Accurate document retrieval is crucial for the success of retrieval-augmented generation (RAG) applications, including open-domain question answering and code completion. While large language models (LLMs) have been employed as dense encoders or listwise rerankers in RAG systems, they often struggle with reasoning-intensive tasks because they lack nuanced analysis when judging document relevance. To address this limitation, we introduce JudgeRank, a novel agentic reranker that emulates human cognitive processes when assessing document relevance. Our approach consists of three key steps: (1) query analysis to identify the core problem, (2) document analysis to extract a query-aware summary, and (3) relevance judgment to provide a concise assessment of document relevance. We evaluate JudgeRank on the reasoning-intensive BRIGHT benchmark, demonstrating substantial performance improvements over first-stage retrieval methods and outperforming other popular reranking approaches. In addition, JudgeRank performs on par with fine-tuned state-of-the-art rerankers on the popular BEIR benchmark, validating its zero-shot generalization capability. Through comprehensive ablation studies, we demonstrate that JudgeRank's performance generalizes well across LLMs of various sizes while ensembling them yields even more accurate reranking than individual models.

Paper Structure

This paper contains 32 sections, 6 equations, 5 figures, 2 tables.

Figures (5)

  • Figure 1: A step-by-step illustration of how JudgeRank arrives at the final judgment through query and document analyses. The query analysis identifies the core problem being asked, while the document analysis extracts relevant sentences from the document based on the query. This is a real example from the Biology task in the BRIGHT evaluation benchmark.
  • Figure 2: (a) Prompt to analyze query, where {query name} (e.g., "Biology post") and {query} are placeholders for the query type and content. (b) Prompt for analyzing a document, where {doc name} (e.g., "document") and {doc} are placeholders for the document type and content. (c) Prompt for making the final one-word relevance judgment.
  • Figure 3: On the left: judgment alignment studies for models of three sizes: $8$B, $70$B, and $405$B. Percentages are shown for each quadrant.

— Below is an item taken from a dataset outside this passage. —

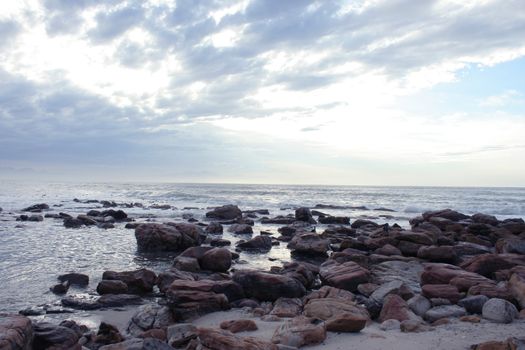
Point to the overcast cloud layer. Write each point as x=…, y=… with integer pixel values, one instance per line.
x=344, y=92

On the right: nDCG@10 of each individual model and model ensembling on the BRIGHT evaluation benchmark.
  • Figure 4: Ablation studies of JudgeRank. On the left: Comparison of three scoring settings on the BRIGHT evaluation benchmark. Binary stands for binary judgment, Prob stands for probability, and Hybrid stands for a weighted sum of BM25 and probability scores. On the right: Comparison of direct judge and judge with query and document analyses on the BRIGHT evaluation benchmark.
  • Figure 5: Illustration of how agentic generations of JudgeRank help identifying the relevant documents. On the left, the document is ranked high by the first-stage retriever but judged as negative by the reranker. On the right, the document is ranked low by the first-stage retriever but judged as positive by the reranker because the document analysis prompt helps the LLM to locate the relevant sentences that answer the query.